You’ve been so versatile: you’ve done soundtrack and scoring work for film, you’ve been a sideman playing huge arenas for Paul Simon and Bon Iver, you’ve done classical interpretation with your own band yMusic. You can work anywhere and you have. But this record was produced in Minneapolis, and you debuted it at First Avenue. A lot of your music community is based in the Midwest. Why do you keep coming back? Are you seeking some kind of constraint?

Let me think about that. [Waits a minute.] I think the opposite.

I think I was drawn to Minneapolis because in New York, there’s a jazz community, there’s a classical community, there’s a sort of indie rock community, it’s all very clubby and factionalized. In Minneapolis there’s not even a music community—there’s an art community, that you’re a part of, that Trever is a part of, that Justin is a part of, that Ryan seems to be the focus of. But there’s also Mike Lewis, who’s like the best jazz musician I’ve ever met, and I met him in a rock band where he played bass, right?
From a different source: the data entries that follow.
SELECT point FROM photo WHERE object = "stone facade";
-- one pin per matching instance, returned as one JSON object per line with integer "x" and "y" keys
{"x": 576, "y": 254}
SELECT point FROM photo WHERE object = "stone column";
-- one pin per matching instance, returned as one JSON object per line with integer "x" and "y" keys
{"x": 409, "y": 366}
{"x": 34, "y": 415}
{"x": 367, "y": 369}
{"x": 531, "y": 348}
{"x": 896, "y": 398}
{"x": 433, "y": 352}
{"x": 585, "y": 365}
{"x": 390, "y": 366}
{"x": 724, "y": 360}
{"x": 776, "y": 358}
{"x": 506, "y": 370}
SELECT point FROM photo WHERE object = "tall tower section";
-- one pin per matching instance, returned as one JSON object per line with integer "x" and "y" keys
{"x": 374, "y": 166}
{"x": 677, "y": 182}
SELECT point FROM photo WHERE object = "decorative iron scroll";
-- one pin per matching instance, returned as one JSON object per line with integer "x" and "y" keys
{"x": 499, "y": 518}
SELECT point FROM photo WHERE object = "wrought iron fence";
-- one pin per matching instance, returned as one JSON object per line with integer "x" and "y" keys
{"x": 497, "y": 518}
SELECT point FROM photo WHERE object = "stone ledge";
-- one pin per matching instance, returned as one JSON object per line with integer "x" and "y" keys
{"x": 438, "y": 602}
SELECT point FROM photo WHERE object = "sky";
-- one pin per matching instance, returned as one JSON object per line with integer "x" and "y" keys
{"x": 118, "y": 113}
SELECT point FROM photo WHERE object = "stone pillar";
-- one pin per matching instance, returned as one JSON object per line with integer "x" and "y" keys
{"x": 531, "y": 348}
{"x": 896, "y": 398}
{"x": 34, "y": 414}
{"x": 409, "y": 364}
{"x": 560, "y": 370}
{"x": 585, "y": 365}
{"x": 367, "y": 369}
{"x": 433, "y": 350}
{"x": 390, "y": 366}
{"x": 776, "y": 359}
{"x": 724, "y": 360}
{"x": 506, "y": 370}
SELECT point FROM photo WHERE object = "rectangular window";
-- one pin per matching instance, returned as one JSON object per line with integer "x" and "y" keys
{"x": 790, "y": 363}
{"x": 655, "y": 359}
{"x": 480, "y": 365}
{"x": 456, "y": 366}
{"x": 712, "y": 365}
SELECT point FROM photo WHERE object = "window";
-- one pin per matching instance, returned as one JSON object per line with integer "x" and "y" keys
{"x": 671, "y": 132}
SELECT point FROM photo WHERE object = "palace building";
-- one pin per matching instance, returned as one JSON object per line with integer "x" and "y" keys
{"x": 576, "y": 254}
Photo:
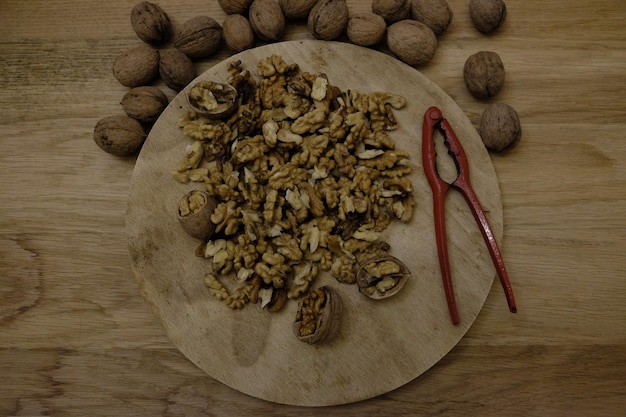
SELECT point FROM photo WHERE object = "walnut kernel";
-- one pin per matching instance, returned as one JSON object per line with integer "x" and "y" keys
{"x": 483, "y": 73}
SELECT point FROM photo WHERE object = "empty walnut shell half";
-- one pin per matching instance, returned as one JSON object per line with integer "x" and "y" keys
{"x": 319, "y": 315}
{"x": 213, "y": 100}
{"x": 194, "y": 214}
{"x": 381, "y": 277}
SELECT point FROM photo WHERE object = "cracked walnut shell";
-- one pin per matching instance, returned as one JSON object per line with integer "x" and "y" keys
{"x": 194, "y": 214}
{"x": 380, "y": 277}
{"x": 319, "y": 315}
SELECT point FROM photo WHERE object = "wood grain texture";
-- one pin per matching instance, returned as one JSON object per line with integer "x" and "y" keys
{"x": 76, "y": 337}
{"x": 381, "y": 345}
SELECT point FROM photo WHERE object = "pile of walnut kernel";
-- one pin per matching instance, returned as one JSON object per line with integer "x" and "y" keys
{"x": 305, "y": 178}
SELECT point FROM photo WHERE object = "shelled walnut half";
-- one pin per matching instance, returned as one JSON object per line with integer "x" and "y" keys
{"x": 381, "y": 277}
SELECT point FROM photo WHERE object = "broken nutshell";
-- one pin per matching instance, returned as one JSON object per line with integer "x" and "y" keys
{"x": 381, "y": 277}
{"x": 212, "y": 100}
{"x": 319, "y": 315}
{"x": 194, "y": 214}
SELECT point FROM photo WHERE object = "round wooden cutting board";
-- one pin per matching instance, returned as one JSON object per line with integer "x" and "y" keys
{"x": 382, "y": 345}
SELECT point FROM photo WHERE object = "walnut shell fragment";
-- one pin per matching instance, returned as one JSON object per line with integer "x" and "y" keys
{"x": 150, "y": 23}
{"x": 213, "y": 100}
{"x": 319, "y": 315}
{"x": 381, "y": 277}
{"x": 194, "y": 214}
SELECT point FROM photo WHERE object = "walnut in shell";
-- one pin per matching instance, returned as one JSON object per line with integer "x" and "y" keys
{"x": 267, "y": 19}
{"x": 500, "y": 127}
{"x": 483, "y": 73}
{"x": 487, "y": 15}
{"x": 235, "y": 6}
{"x": 436, "y": 14}
{"x": 176, "y": 68}
{"x": 381, "y": 277}
{"x": 328, "y": 19}
{"x": 319, "y": 315}
{"x": 412, "y": 42}
{"x": 238, "y": 33}
{"x": 136, "y": 66}
{"x": 194, "y": 214}
{"x": 119, "y": 135}
{"x": 392, "y": 10}
{"x": 150, "y": 22}
{"x": 366, "y": 29}
{"x": 144, "y": 103}
{"x": 199, "y": 37}
{"x": 297, "y": 9}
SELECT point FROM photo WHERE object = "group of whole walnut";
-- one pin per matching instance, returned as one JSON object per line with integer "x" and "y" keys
{"x": 409, "y": 28}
And Kate Nordstrum, with festivals like this one, and Liquid Music, which was the most interestingly curated series that I’ve ever been a part of. It just seems like there is an artistic and music community that is open to anything. Any kind of sound, any kind of ideas, and really attracted to newness. And that’s what drew me here.

And it’s also so supportive of anybody coming there to do something new. In New York you don’t really have that kind of community. Maybe some people have it, but I’ve never seen it. I think that it existed in the 80s when it was cheaper and more reasonable place to live. It’s not the case anymore. There’s not a lot of crossing over between clubs. And Minneapolis just felt like if I’m doing a song, that leans jazzy, there’s the best people for that, that will also understand this other sensibility. And it just seems like the right mix of people who didn’t judge things. I think about Justin and every single Bon Iver record he ever makes will be radically different in sound and production and it will be a new way of presenting his voice. And I hope that the same will be said about my project and I can’t imagine realizing that in any other musical community. It really feels like an accepting, supportive, informed and open place, to go and make things.